Ужин был съеден, посуда убрана со стола, а незнакомец все не уходил. Оба молоденьких солдата пошли спать, приветливо кинув на прощание:
— Спокойной ночи, мамаша. Спокойной ночи, Марианна.
Незнакомец и сержант скупо переговаривались о войне — шел первый год ее, о новой армии, часть которой была расквартирована в этом районе, об Америке.
Небольшие хозяйкины глаза то и дело метали в гостя молнии, буря в ее груди с минуты на минуту нарастала, а он по-прежнему не трогался с места. В ней все ходило ходуном, она едва сдерживалась, и в этом было что-то страшноватое, противоестественное. Она секунды не могла усидеть спокойно. Ее грузное тело как бы помимо воли совершало внезапные, резкие движения, но минуты тянулись, а гость все сидел, и ее сердце грозило разорваться от томления. Она следила, как движутся стрелки на часах. Уже и капрал отправился спать, остался только коротко стриженный пожилой сержант, маленький и жилистый, как терьер.
Хозяйка сидела за стойкой, негодующе шурша газетой. В который раз она демонстративно посмотрела на часы. Без пяти десять, наконец-то!
— Господа, время! — объявила она сдавленным от бешенства голосом. — По домам, голубчики. Прошу — время. Желаю всем спокойной ночи!
Мужчины потянулись к выходу, коротко прощаясь с нею. До десяти часов оставалась одна минута. Хозяйка встала.
— Всех прошу, — сказала она. — Я запираю.
Последний из шахтеров скрылся за порогом. Женщина, большая, грозная, стояла, придерживая дверь. А незнакомец, расстегнув черное пальто, сидел себе возле огня и курил.
— У нас закрыто, сударь, — раздался задушенный, зловещий голос хозяйки.
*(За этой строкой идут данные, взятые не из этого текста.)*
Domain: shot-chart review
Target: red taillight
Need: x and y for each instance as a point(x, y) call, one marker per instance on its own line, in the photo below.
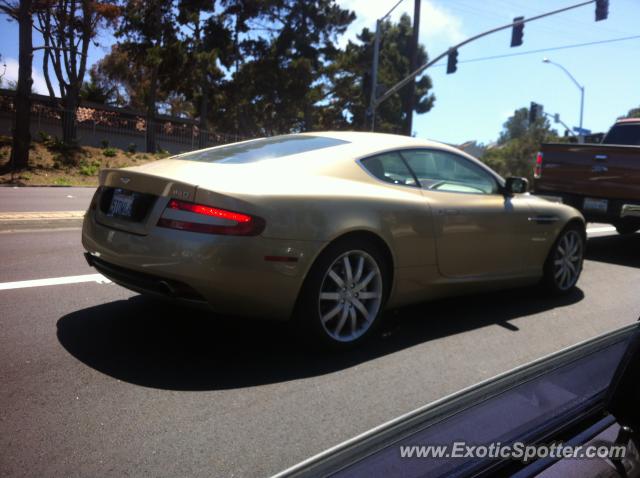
point(94, 199)
point(537, 170)
point(246, 225)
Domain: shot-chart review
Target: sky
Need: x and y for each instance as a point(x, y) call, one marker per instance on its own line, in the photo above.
point(474, 102)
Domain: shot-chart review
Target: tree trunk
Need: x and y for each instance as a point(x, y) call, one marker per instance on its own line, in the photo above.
point(70, 105)
point(22, 102)
point(203, 138)
point(151, 112)
point(413, 64)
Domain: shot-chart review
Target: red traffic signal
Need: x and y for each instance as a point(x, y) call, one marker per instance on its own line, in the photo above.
point(602, 10)
point(452, 61)
point(517, 32)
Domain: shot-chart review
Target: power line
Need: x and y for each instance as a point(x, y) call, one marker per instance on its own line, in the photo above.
point(542, 50)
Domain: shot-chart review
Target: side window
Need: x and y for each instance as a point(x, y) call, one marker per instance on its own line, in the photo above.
point(390, 168)
point(443, 171)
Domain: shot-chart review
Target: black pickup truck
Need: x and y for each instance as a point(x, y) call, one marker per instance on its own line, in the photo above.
point(601, 180)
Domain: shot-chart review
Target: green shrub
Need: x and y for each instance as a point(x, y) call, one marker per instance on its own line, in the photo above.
point(64, 181)
point(110, 152)
point(89, 168)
Сметливый, маленький, схожий с терьером сержант тронул незнакомца за руку.
— Закрывается заведение, — сказал он.
Незнакомец, не вставая с места, обернулся и перевел с сержанта на хозяйку живые, темные, блестящие, как полированные камни глаза.
— Я сегодня остаюсь здесь, — коротко сказал он на своем корнуоллско-американском наречии.
Хозяйка стала как будто выше ростом. И странно, жутковато завела глаза.
— Вот как? — воскликнула она. — Да ну? Это кто ж так распорядился, позвольте спросить?
Он снова поднял на нее глаза:
— Я распорядился.
Машинальным движением она закрыла дверь и, как большая грозная птица, надвинулась на него. Ее голос окреп, он звучал хрипловато:
— Что значит «я», скажите на милость? Кто вы такой, чтобы распоряжаться в моем доме?
Он следил за нею, не шевелясь.
— Ты знаешь, кто я такой, — проговорил он. — Во всяком случае, я знаю, кто ты такая.